You’ll be scored based on the following key areas:

Food Supply Diversification
Relying on a single supplier for the majority of your ingredients is risky. A disruption in their operations could leave you without essential items.

Collaboration
Pooling resources with other small restaurant owners allows you to leverage bulk purchasing power for discounts. Collective purchasing groups can also negotiate favorable terms, share delivery costs, and strengthen supplier relationships.

Food Supply Planning
You can invest time tracking your sales trends to improve your inventory needs. This reduces the likelihood of over-ordering or running out of crucial items.

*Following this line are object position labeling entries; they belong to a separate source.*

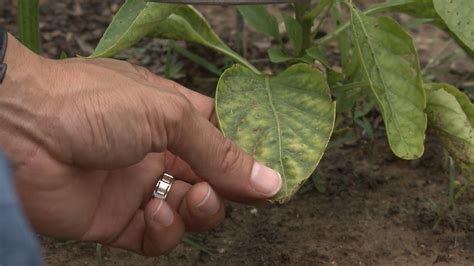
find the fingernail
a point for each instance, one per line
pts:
(163, 214)
(210, 203)
(265, 180)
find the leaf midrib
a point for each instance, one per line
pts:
(277, 120)
(395, 118)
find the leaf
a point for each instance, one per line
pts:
(343, 40)
(135, 20)
(295, 33)
(462, 98)
(284, 121)
(417, 8)
(259, 18)
(186, 23)
(390, 63)
(448, 118)
(459, 17)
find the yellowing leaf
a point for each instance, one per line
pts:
(448, 114)
(284, 121)
(392, 70)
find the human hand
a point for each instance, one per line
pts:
(88, 139)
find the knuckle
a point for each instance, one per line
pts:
(231, 156)
(178, 114)
(178, 109)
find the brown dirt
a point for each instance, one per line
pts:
(392, 212)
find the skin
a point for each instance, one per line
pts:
(88, 139)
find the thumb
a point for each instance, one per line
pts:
(228, 169)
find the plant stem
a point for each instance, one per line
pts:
(452, 179)
(373, 10)
(28, 24)
(300, 8)
(317, 10)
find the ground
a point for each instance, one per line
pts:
(385, 212)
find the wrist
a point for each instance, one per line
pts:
(23, 76)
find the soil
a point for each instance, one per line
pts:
(384, 212)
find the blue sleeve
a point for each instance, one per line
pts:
(18, 244)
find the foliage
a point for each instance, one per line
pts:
(286, 120)
(28, 24)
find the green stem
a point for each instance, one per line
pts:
(373, 10)
(452, 179)
(317, 10)
(28, 24)
(300, 8)
(350, 86)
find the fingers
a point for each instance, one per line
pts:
(232, 172)
(199, 206)
(164, 229)
(154, 231)
(202, 209)
(202, 103)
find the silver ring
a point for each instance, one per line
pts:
(163, 186)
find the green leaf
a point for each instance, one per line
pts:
(259, 18)
(284, 121)
(295, 33)
(186, 23)
(390, 63)
(459, 17)
(417, 8)
(462, 98)
(448, 117)
(135, 20)
(344, 42)
(318, 53)
(28, 24)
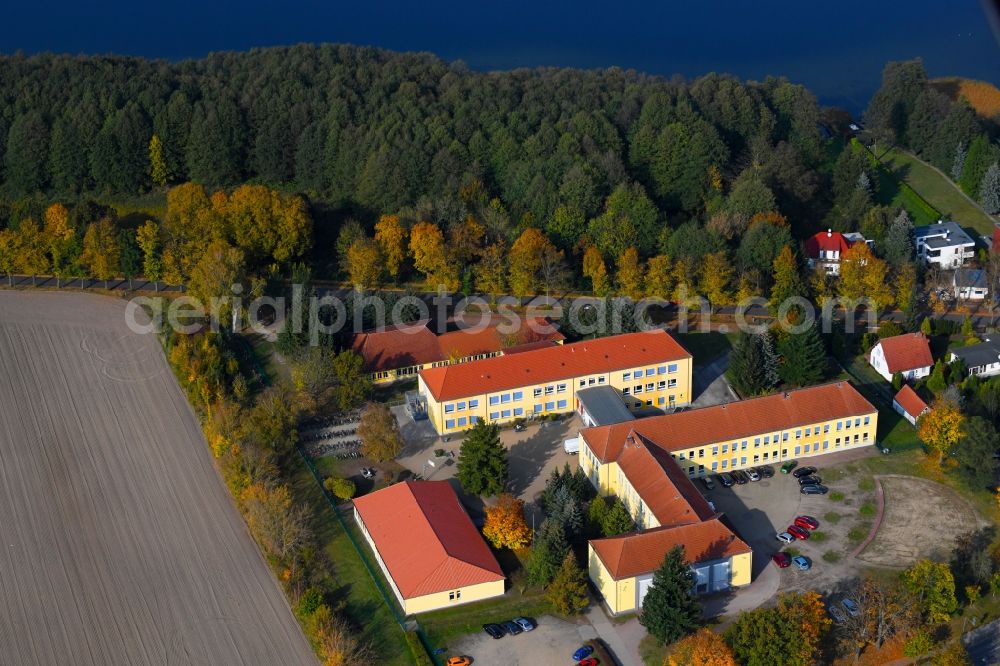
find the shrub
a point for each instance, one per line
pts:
(342, 489)
(857, 533)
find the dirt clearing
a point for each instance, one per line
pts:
(120, 545)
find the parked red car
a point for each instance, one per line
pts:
(808, 522)
(798, 532)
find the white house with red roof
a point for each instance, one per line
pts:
(908, 354)
(827, 249)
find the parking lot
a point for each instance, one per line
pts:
(553, 641)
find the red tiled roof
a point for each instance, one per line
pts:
(426, 539)
(663, 487)
(617, 352)
(719, 423)
(908, 399)
(636, 554)
(906, 352)
(828, 241)
(407, 345)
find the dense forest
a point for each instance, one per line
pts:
(571, 170)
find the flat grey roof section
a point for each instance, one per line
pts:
(120, 543)
(604, 405)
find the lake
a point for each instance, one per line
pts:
(837, 49)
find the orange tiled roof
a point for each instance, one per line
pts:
(908, 399)
(906, 352)
(668, 493)
(636, 554)
(407, 345)
(426, 539)
(707, 425)
(618, 352)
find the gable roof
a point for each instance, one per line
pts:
(668, 493)
(636, 554)
(425, 538)
(618, 352)
(407, 345)
(827, 241)
(745, 418)
(906, 352)
(908, 399)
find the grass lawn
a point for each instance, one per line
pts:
(937, 190)
(352, 583)
(705, 347)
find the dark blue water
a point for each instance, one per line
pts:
(836, 48)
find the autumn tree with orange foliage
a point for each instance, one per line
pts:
(702, 648)
(941, 428)
(505, 526)
(390, 235)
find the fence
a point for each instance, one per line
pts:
(364, 560)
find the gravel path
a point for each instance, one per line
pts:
(119, 545)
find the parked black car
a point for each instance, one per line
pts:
(494, 630)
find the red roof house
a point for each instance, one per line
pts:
(428, 548)
(908, 354)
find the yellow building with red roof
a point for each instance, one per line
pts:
(647, 369)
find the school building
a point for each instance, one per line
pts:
(649, 464)
(648, 370)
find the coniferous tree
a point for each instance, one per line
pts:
(670, 609)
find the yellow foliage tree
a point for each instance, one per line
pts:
(390, 235)
(702, 648)
(659, 280)
(101, 252)
(596, 271)
(941, 428)
(505, 526)
(630, 274)
(863, 275)
(716, 276)
(364, 264)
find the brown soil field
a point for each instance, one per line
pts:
(120, 544)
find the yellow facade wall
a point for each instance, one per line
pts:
(456, 597)
(559, 396)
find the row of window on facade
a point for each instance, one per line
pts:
(741, 461)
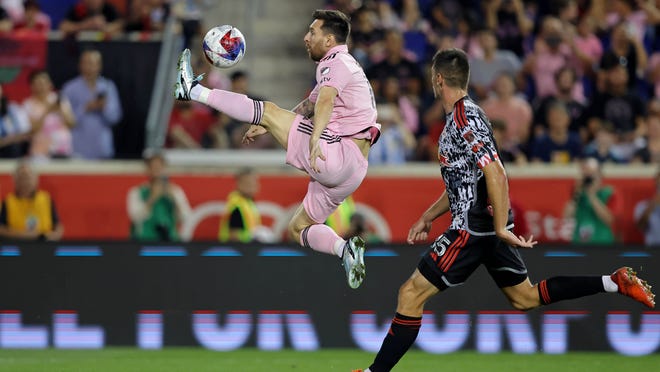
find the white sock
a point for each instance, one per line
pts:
(609, 284)
(200, 93)
(338, 248)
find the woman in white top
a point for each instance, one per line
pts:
(51, 117)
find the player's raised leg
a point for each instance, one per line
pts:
(321, 238)
(274, 119)
(525, 296)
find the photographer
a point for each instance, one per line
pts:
(594, 206)
(156, 207)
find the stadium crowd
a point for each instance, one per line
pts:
(560, 80)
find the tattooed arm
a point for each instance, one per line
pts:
(305, 108)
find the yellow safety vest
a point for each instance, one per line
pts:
(249, 214)
(29, 214)
(340, 219)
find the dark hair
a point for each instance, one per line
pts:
(453, 65)
(335, 23)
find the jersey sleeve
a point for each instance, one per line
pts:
(333, 73)
(477, 138)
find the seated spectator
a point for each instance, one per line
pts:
(6, 24)
(241, 218)
(558, 145)
(515, 111)
(391, 93)
(96, 105)
(92, 15)
(494, 62)
(157, 206)
(647, 216)
(509, 152)
(33, 20)
(396, 63)
(367, 36)
(650, 152)
(28, 212)
(147, 16)
(617, 105)
(189, 123)
(594, 206)
(602, 147)
(565, 80)
(396, 142)
(551, 52)
(653, 74)
(51, 117)
(626, 51)
(15, 130)
(511, 23)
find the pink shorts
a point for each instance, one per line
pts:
(341, 172)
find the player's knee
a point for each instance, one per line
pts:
(525, 301)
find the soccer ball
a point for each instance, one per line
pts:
(224, 46)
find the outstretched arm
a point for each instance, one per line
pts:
(305, 108)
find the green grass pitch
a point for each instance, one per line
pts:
(247, 360)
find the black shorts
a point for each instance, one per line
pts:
(454, 256)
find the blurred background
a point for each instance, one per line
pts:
(119, 177)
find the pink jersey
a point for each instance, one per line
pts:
(355, 107)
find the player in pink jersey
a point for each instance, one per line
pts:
(328, 135)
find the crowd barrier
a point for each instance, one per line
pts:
(225, 297)
(93, 205)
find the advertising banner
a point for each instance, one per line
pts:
(93, 295)
(93, 206)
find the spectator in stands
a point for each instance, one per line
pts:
(241, 218)
(602, 147)
(399, 64)
(92, 15)
(647, 216)
(509, 152)
(396, 142)
(367, 35)
(653, 73)
(96, 105)
(510, 21)
(558, 145)
(565, 79)
(594, 206)
(391, 94)
(620, 107)
(340, 219)
(147, 16)
(507, 106)
(626, 50)
(495, 61)
(585, 45)
(550, 53)
(650, 152)
(15, 130)
(51, 117)
(6, 24)
(157, 206)
(33, 20)
(189, 123)
(28, 212)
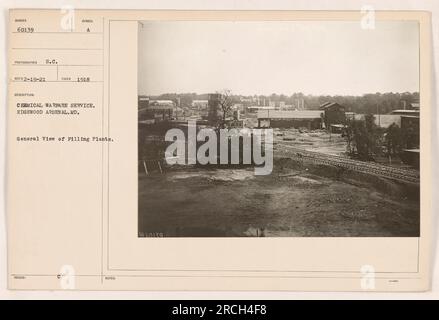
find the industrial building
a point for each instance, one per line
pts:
(310, 119)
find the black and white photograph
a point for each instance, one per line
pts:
(278, 129)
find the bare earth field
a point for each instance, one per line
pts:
(293, 201)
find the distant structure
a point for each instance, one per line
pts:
(155, 110)
(334, 116)
(214, 107)
(310, 119)
(200, 104)
(143, 102)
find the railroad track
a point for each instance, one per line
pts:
(401, 174)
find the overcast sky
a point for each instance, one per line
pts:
(278, 57)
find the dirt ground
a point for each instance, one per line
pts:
(293, 202)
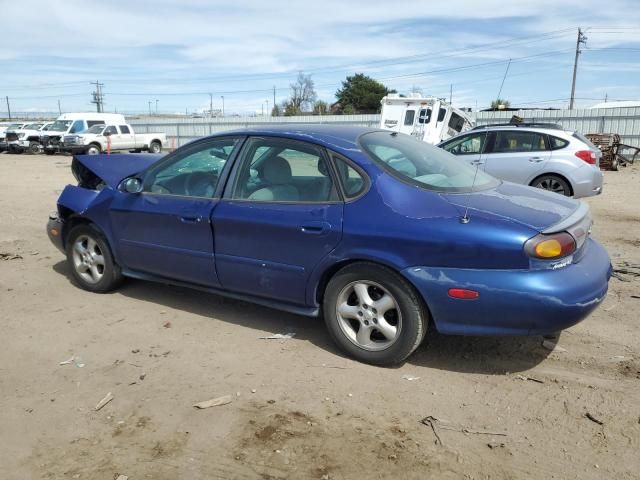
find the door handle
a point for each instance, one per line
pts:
(315, 228)
(186, 219)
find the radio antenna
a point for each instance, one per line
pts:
(464, 219)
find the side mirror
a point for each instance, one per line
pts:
(131, 185)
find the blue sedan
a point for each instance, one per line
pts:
(381, 234)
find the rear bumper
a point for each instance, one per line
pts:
(515, 302)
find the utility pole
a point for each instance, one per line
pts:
(582, 39)
(98, 98)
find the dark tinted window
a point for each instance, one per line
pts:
(557, 143)
(281, 170)
(353, 183)
(518, 141)
(409, 117)
(423, 165)
(425, 115)
(456, 122)
(472, 144)
(194, 172)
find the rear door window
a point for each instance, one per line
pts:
(519, 141)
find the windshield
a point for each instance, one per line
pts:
(422, 164)
(60, 125)
(97, 129)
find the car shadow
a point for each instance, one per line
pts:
(472, 354)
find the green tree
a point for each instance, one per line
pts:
(320, 108)
(362, 93)
(500, 103)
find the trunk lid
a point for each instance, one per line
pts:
(532, 207)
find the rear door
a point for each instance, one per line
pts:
(279, 217)
(517, 155)
(469, 147)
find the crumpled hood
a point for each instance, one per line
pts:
(533, 207)
(114, 168)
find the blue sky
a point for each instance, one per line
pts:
(177, 52)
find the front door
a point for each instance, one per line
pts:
(517, 155)
(166, 229)
(279, 217)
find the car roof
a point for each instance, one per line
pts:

You can plan and streamline your ordering process by understanding your menu’s most popular items and the seasonality of certain ingredients.

Food Supply Localization
Even if you can’t make large purchases, showing loyalty and transparency to local producers goes a long way.

Food Storage Optimization
If space constraints limit your ability to stockpile, analyze how you use your current storage or leverage a restaurant partner's storage to optimize storage. Working with a collective group of smaller restaurants might allow you to store more items, reducing the need for frequent restocks

Menu Adaptation
Designing your menu with some flexibility in ingredient use is vital in today's environment. Offering dishes that use interchangeable base ingredients so you’re not dependent on a single product ensures you can maintain consistency even when supply chains are disrupted.